This is a face palm moment.  I bet they feel like dumb axes.


----------



## fouL-n-fin (Jan 16, 2011)

How about my foot to their arse! For making me drive 4.5 hours


----------



## roundman (May 21, 2004)

flatsfats said:


> High tide was at 3:40 pm. Water should be going out by now if there isn't a stiff east wind.


wind is stiff and tide up on the beach is way up was up there 20 mins. ago


----------



## HoustonKid (Dec 29, 2005)

Well, it ain't good. Sunk to frame and held in place by suction. Gonna try 3 trucks in a minute when they get here. Tahoe has water inside.


----------



## fishingtwo (Feb 23, 2009)

Good Luck


----------



## JFolm (Apr 22, 2012)

Time to go car shopping!


----------



## fishingcacher (Mar 29, 2008)

I would disconnect the battery. I had water in the floorboards but it was fresh water. I did not disconnect the battery before disconnecting the electronic under the front seat and the air back light could only be reset with an high end scanning tool.


----------



## HoustonKid (Dec 29, 2005)

Tow truck here. Not budging.


----------



## HoustonKid (Dec 29, 2005)

They trying.


----------



## Won Hunglo (Apr 24, 2007)

No longer a rescue. Looks like it is now a recovery effort for the insurance company.


----------



## HoustonKid (Dec 29, 2005)

Won Hunglo said:


> No longer a rescue. Looks like it is now a recovery effort for the insurance company.


YES!!!!!


----------



## frank n texas (Aug 11, 2004)

Expensive day at the each,,,,,


----------



## Main Frame 8 (Mar 16, 2007)

This is why you need a Yeti. Gotta keep that beer cold when the day extends beyond what you expect. 

That blows.


----------



## fouL-n-fin (Jan 16, 2011)

Tow truck broke drive shaft!
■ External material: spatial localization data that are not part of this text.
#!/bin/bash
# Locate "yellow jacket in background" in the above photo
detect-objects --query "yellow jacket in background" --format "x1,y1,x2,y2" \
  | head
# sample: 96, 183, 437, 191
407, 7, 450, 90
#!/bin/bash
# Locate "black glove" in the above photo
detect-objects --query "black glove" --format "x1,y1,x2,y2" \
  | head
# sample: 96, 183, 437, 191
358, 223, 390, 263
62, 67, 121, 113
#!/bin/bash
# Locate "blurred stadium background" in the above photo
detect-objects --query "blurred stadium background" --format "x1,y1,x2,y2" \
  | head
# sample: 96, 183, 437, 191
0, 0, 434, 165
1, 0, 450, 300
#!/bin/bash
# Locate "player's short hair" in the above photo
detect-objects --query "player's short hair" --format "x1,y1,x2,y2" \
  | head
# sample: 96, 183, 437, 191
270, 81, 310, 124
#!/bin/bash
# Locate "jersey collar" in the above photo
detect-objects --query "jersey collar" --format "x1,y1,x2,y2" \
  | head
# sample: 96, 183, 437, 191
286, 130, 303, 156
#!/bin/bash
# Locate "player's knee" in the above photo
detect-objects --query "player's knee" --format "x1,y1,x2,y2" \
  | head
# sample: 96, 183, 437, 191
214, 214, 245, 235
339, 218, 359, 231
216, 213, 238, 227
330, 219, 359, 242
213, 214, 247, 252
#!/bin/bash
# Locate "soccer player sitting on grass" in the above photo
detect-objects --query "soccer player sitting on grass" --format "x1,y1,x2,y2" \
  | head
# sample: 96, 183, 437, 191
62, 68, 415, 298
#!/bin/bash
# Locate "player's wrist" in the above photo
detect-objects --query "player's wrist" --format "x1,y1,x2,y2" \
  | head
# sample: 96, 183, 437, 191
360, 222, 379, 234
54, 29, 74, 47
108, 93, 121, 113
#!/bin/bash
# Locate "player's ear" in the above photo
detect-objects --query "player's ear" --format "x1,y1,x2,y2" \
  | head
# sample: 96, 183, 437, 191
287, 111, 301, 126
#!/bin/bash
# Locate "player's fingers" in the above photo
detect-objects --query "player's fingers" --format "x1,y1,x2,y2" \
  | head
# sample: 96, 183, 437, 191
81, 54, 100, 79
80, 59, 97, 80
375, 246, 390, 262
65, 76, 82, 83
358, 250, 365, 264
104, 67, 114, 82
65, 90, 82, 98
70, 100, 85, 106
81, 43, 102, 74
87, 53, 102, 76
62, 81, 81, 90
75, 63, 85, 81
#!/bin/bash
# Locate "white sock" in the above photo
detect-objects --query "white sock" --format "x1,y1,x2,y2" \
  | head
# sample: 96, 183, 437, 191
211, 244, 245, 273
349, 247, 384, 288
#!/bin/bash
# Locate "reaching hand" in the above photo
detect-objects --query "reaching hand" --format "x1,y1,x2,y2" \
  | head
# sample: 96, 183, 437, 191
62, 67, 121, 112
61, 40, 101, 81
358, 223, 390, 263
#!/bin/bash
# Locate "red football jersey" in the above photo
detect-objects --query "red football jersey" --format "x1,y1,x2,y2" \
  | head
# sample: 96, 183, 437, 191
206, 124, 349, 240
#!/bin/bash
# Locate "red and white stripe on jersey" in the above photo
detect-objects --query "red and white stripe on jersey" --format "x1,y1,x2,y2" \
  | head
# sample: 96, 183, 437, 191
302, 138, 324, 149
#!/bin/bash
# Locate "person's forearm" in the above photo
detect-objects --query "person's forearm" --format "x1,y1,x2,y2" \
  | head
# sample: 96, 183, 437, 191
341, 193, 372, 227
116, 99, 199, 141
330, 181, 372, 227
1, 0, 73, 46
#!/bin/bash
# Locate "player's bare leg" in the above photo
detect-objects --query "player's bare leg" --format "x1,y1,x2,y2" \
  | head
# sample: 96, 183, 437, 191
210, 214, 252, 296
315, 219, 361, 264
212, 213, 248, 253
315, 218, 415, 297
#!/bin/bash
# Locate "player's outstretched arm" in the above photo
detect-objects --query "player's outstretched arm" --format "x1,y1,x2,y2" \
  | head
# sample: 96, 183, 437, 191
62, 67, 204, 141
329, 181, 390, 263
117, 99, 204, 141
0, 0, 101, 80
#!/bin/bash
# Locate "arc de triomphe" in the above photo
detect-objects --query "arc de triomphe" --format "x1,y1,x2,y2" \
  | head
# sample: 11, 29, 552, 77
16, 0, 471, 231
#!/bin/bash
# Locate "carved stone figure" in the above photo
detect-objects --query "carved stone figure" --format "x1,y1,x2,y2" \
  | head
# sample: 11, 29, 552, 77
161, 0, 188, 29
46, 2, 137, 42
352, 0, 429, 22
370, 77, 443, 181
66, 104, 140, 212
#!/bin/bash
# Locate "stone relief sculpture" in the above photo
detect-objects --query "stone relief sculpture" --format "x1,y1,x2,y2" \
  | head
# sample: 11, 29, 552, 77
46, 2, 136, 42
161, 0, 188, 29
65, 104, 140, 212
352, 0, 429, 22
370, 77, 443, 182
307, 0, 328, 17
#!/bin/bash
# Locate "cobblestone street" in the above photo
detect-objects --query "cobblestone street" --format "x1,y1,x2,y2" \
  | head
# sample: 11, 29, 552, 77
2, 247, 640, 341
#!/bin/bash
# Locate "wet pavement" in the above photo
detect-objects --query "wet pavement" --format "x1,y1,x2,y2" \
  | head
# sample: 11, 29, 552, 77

Pics coming!


----------



## bwguardian (Aug 30, 2005)

I hope the boy friend wasn't driving...if so he needs a size 12 up his arse.


----------



## Blk Jck 224 (Oct 16, 2009)

frank n texas said:


> Expensive day at the each,,,,,


Yup...Folks doing stupid chit jacking rates for everyone. Insurance companies aren't going to loose money.


----------



## HoustonKid (Dec 29, 2005)

Tow truck trouble.


----------



## frank n texas (Aug 11, 2004)

That should jack up the tow charge ....

So now they need another wrecker?


----------



## Knot Kidding (Jan 7, 2009)

HC said:


> Tow truck trouble.


That's what happens to me when I try to be the good samaritan. Why would a wrecker driver "not" use the winch???


----------



## HoustonKid (Dec 29, 2005)

It's about out but tow truck stuck.


----------



## JFolm (Apr 22, 2012)

Lost a u joint. Not too big of a deal but now it needs a tow. I am sorry that you have to spend your time doing this F n F. Hope you don't have to work tomorrow...


----------



## Quackerbox (Feb 6, 2006)

Break out the visa!


----------



## SHARKTEETH (Aug 7, 2005)

What side of the pass, Galveston or brasoria?


----------



## frank n texas (Aug 11, 2004)

I certainly would not try to start the vehicle or drive it anywhere until I drained the engine, trannie and rear end and checked for saltwater,,,


----------



## Main Frame 8 (Mar 16, 2007)

Dang, my weekend was orgasmic compared to this. I'm gonna have another beer.


----------



## HoustonKid (Dec 29, 2005)

Galveston. I'm headed home. Nothing I can do for them.


----------



## Knot Kidding (Jan 7, 2009)

I'm guessing "no" 2coolers ever did anything like this (in their younger days)?


----------



## sea hunt 202 (Nov 24, 2011)

call your ins co. looks like a major problem.


----------



## dwilliams35 (Oct 8, 2006)

Probably just needs a couple of gallons of gasoline.









On the seats.


----------



## capt. david (Dec 29, 2004)

Can honestly say not me!


----------



## cadjockey (Jul 30, 2009)

frank n texas said:


> I certainly would not try to start the vehicle or drive it anywhere until I drained the engine, trannie and rear end and checked for saltwater,,,


Negative, let the insurance company try to start it. That truck is fubar.


----------



## HoustonKid (Dec 29, 2005)

I'm out.


----------



## S-3 ranch (May 26, 2004)

*Fresh water*



Knot Kidding said:


> I'm guessing "no" 2coolers ever did anything like this (in their younger days)?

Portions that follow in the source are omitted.